Member of the Chamber of Deputies
- In office 1 June 1912 – 26 August 1915
- Constituency: Coelemu and Talcahuano

Personal details
- Born: 1878 Concepción, Chile
- Died: 26 August 1915 (aged 36–37) Santiago, Chile
- Party: Radical Party
- Spouse: Ema Suárez

= Guillermo Bahamonde =

Chilean politician (1878–1915)

Guillermo Bahamonde Hoppe (1878 – 26 August 1915) was a Chilean lawyer and politician who served as a member of the Chamber of Deputies of Chile.

A member of the Radical Party, Bahamonde represented Coelemu and Talcahuano from 1912 until his death in 1915. During his first term, he was a member of the Permanent Commission of Government and served as a substitute member of the Permanent Commission of Elections.

He was reelected for the 1915–1918 term and served on the Permanent Commissions of Elections and Government. His parliamentary activity included the introduction of bills concerning construction, paving, electrical services and economic matters.

==Biography==
Bahamonde was born in Concepción in 1878, the son of Rodolfo Bahamonde Larenas and Flora Hoppe Galilea. He studied humanities at the Seminario Conciliar de Concepción and later studied law at the Liceo de Concepción, qualifying as a lawyer on 3 July 1903 after submitting a thesis to the Supreme Court.

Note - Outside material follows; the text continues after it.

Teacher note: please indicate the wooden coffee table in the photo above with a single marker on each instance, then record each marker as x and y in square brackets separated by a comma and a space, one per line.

From 1896 until shortly before qualifying as a lawyer, he worked as first official of the Intendancy of Concepción. In 1905 and 1906, he served as secretary of the Court of Letters of Talcahuano, resigning at the end of 1906 to practice law in the city.

He represented several wholesale firms in Concepción and Talcahuano and also served as attorney for the Municipality of Talcahuano. At the same time, he taught law and Spanish at the Instituto Comercial de Talcahuano.

Bahamonde also served on several occasions as acting governor of Talcahuano, substitute judge and acting public prosecutor. From 1907 until his election to Congress, he was a member and secretary of the Talcahuano Chamber of Commerce.

He died in Santiago on 26 August 1915, shortly after beginning his second parliamentary term.